Rechnitzer says the lack of mandatory SUPS in Australia is “inexcusable” and “unforgiveable”, and not in keeping with the Safe System and Vision Zero parts of the national and state road safety strategies.

“It’s irresponsible behavior on the part of the regulators,” he says. “There’s been good intentions but no real action.

“It’s not as if side guards are high-cost things … only a couple of thousand dollars for a truck and trailer.

“We’ve got autonomous vehicles but we’re still talking about basic safety engineering which we’ve been arguing about for over 30 years.

“The trucking industry wants to do this but they need a level playing field. They’re not being supported by the regulators.”

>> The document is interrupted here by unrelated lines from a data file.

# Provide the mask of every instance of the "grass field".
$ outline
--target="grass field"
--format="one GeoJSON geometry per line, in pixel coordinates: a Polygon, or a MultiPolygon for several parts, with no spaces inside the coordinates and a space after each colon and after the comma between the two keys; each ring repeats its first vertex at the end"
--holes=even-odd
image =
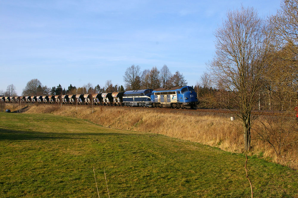
{"type": "MultiPolygon", "coordinates": [[[[0,113],[0,197],[249,197],[245,156],[46,114],[0,113]]],[[[298,197],[297,172],[254,157],[254,197],[298,197]]]]}

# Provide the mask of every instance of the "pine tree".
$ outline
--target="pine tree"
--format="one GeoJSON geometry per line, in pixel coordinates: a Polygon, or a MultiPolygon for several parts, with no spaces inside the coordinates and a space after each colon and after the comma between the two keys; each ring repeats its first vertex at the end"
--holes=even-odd
{"type": "Polygon", "coordinates": [[[100,86],[99,86],[99,85],[97,84],[94,88],[97,93],[100,93],[100,86]]]}
{"type": "Polygon", "coordinates": [[[62,95],[63,91],[63,90],[62,88],[62,86],[61,86],[61,85],[59,84],[59,85],[57,86],[57,88],[56,88],[56,90],[55,90],[55,95],[62,95]]]}
{"type": "Polygon", "coordinates": [[[51,95],[55,95],[55,92],[56,91],[56,87],[53,87],[51,90],[51,95]]]}
{"type": "Polygon", "coordinates": [[[123,91],[125,91],[125,90],[124,89],[124,88],[123,87],[123,86],[121,85],[118,87],[118,92],[122,92],[123,91]]]}

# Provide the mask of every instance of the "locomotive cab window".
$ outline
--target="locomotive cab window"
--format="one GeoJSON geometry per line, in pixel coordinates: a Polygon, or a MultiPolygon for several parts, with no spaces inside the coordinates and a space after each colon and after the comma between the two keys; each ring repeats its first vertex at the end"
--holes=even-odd
{"type": "Polygon", "coordinates": [[[182,90],[181,90],[181,93],[183,93],[185,92],[185,91],[188,91],[188,90],[187,89],[187,87],[184,87],[184,88],[183,88],[182,90]]]}
{"type": "Polygon", "coordinates": [[[190,91],[195,91],[191,87],[189,87],[188,88],[188,90],[190,91]]]}

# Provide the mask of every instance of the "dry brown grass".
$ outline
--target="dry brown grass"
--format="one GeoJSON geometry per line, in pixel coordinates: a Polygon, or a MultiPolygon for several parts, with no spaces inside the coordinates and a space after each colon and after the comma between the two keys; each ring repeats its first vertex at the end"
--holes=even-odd
{"type": "MultiPolygon", "coordinates": [[[[96,106],[92,113],[89,106],[40,105],[26,113],[50,113],[86,119],[104,127],[151,132],[199,142],[227,151],[244,153],[241,123],[231,121],[229,117],[187,114],[183,112],[154,109],[133,109],[96,106]],[[127,118],[129,118],[129,119],[127,118]]],[[[268,160],[298,169],[297,146],[288,147],[284,154],[276,156],[272,147],[258,139],[252,132],[252,148],[249,154],[257,155],[268,160]]]]}

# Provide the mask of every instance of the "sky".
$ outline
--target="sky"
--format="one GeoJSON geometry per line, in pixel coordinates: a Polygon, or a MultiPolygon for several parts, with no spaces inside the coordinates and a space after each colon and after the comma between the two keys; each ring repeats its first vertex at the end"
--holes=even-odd
{"type": "Polygon", "coordinates": [[[266,17],[280,1],[0,0],[0,90],[13,84],[21,95],[35,78],[66,89],[124,85],[132,65],[166,65],[194,86],[215,52],[213,32],[241,4],[266,17]]]}

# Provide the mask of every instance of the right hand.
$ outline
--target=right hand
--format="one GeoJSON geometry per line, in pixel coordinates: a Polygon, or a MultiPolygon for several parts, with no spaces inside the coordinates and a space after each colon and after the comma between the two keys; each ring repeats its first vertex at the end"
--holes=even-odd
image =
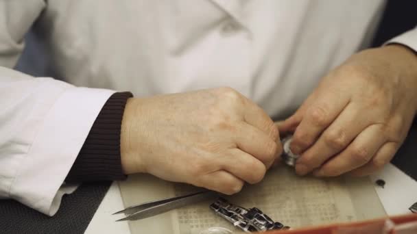
{"type": "Polygon", "coordinates": [[[133,98],[122,121],[122,167],[232,194],[263,178],[282,151],[278,138],[267,114],[231,88],[133,98]]]}

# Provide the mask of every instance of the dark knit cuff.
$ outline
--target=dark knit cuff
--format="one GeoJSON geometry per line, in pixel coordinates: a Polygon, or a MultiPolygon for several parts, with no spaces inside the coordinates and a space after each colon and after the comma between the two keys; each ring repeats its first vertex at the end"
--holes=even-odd
{"type": "Polygon", "coordinates": [[[120,157],[121,120],[132,93],[117,92],[97,116],[65,181],[83,182],[126,179],[120,157]]]}

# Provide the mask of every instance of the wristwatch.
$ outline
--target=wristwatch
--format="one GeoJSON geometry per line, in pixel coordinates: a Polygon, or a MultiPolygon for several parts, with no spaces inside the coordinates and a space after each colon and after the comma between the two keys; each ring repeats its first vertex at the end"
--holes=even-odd
{"type": "Polygon", "coordinates": [[[300,157],[299,155],[296,155],[291,151],[289,145],[292,141],[292,135],[285,137],[281,140],[283,144],[283,154],[281,158],[284,163],[290,166],[295,166],[297,159],[300,157]]]}

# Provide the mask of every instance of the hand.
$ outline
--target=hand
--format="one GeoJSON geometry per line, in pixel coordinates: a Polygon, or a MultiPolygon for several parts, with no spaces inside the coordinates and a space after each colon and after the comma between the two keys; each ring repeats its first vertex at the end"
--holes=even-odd
{"type": "Polygon", "coordinates": [[[367,175],[388,163],[417,107],[417,56],[400,45],[366,50],[323,78],[281,124],[295,131],[296,170],[318,177],[367,175]]]}
{"type": "Polygon", "coordinates": [[[281,154],[278,138],[267,114],[231,88],[130,99],[122,166],[232,194],[263,178],[281,154]]]}

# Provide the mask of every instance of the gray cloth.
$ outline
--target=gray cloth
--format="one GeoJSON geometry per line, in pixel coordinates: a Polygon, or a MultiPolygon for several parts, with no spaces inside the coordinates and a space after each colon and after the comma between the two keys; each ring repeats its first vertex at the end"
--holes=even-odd
{"type": "Polygon", "coordinates": [[[53,217],[14,200],[0,200],[0,233],[84,233],[110,183],[83,184],[72,194],[64,196],[60,209],[53,217]]]}

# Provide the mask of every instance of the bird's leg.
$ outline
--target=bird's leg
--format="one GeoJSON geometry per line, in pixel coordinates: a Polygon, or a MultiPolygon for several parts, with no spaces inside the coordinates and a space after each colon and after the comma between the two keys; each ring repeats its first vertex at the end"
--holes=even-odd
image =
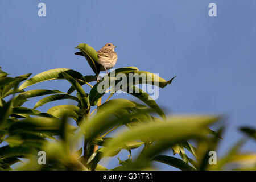
{"type": "Polygon", "coordinates": [[[104,67],[104,68],[105,68],[105,70],[106,70],[106,71],[107,72],[107,73],[109,74],[109,72],[108,71],[108,70],[106,70],[106,68],[104,67]]]}

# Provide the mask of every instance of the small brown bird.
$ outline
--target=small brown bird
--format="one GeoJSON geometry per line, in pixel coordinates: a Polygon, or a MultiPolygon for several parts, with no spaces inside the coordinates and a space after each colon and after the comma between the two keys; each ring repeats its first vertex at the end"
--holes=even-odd
{"type": "Polygon", "coordinates": [[[117,46],[112,43],[105,44],[101,49],[97,51],[98,53],[98,63],[101,65],[101,71],[111,69],[115,65],[117,61],[117,55],[115,52],[114,48],[117,46]]]}
{"type": "MultiPolygon", "coordinates": [[[[117,55],[114,49],[117,47],[112,43],[105,44],[102,48],[97,51],[98,53],[98,63],[101,65],[101,71],[108,72],[108,69],[111,69],[115,65],[117,61],[117,55]]],[[[76,55],[83,56],[81,52],[76,52],[76,55]]]]}

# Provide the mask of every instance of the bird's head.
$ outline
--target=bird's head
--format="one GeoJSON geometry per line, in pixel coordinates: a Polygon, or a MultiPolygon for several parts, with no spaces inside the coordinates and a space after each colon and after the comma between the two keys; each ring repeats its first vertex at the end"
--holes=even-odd
{"type": "Polygon", "coordinates": [[[117,47],[117,46],[115,46],[113,44],[107,43],[102,47],[102,48],[107,48],[114,51],[114,49],[115,47],[117,47]]]}

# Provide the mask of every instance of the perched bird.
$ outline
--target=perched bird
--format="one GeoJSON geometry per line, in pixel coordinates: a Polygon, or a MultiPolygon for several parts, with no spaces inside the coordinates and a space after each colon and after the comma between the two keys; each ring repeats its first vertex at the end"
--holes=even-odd
{"type": "MultiPolygon", "coordinates": [[[[105,44],[102,48],[97,51],[98,53],[98,63],[101,65],[101,71],[108,72],[108,69],[111,69],[115,65],[117,61],[117,55],[114,49],[117,46],[112,43],[105,44]]],[[[76,52],[76,55],[83,56],[81,52],[76,52]]]]}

In 2009 a Federal Government Regulation Impact Statement for Underrun Protection concluded after a detailed benefit-cost analysis that mandatory front protection was warranted – but not side protection.

It said there were far fewer side fatalities and serious injuries involving cars and motorbikes compared with front impacts, but the cost of fitting side protection was greater. This was a fleet average of about $1,200 for side protection.

While critical of the authorities, Rechnitzer speaks positively of the ATA’s Advisory Procedure on Side Underrun.

“It’s pretty good,” he says. “I think it’s really commendable.”

But he believes the 55cm maximum clearance as recommended by ECE R73 is much too high, and that 35cm should be the rule, with extra space allowed if needed for dog trailers needing to drive over mounds of dirt and gravel, for example.

And while he understands the practicalities of rails, he says they are often too widely spaced and more than two or three are needed so that gaps are narrowed to about 15cm. The norm should be flat, smooth panels.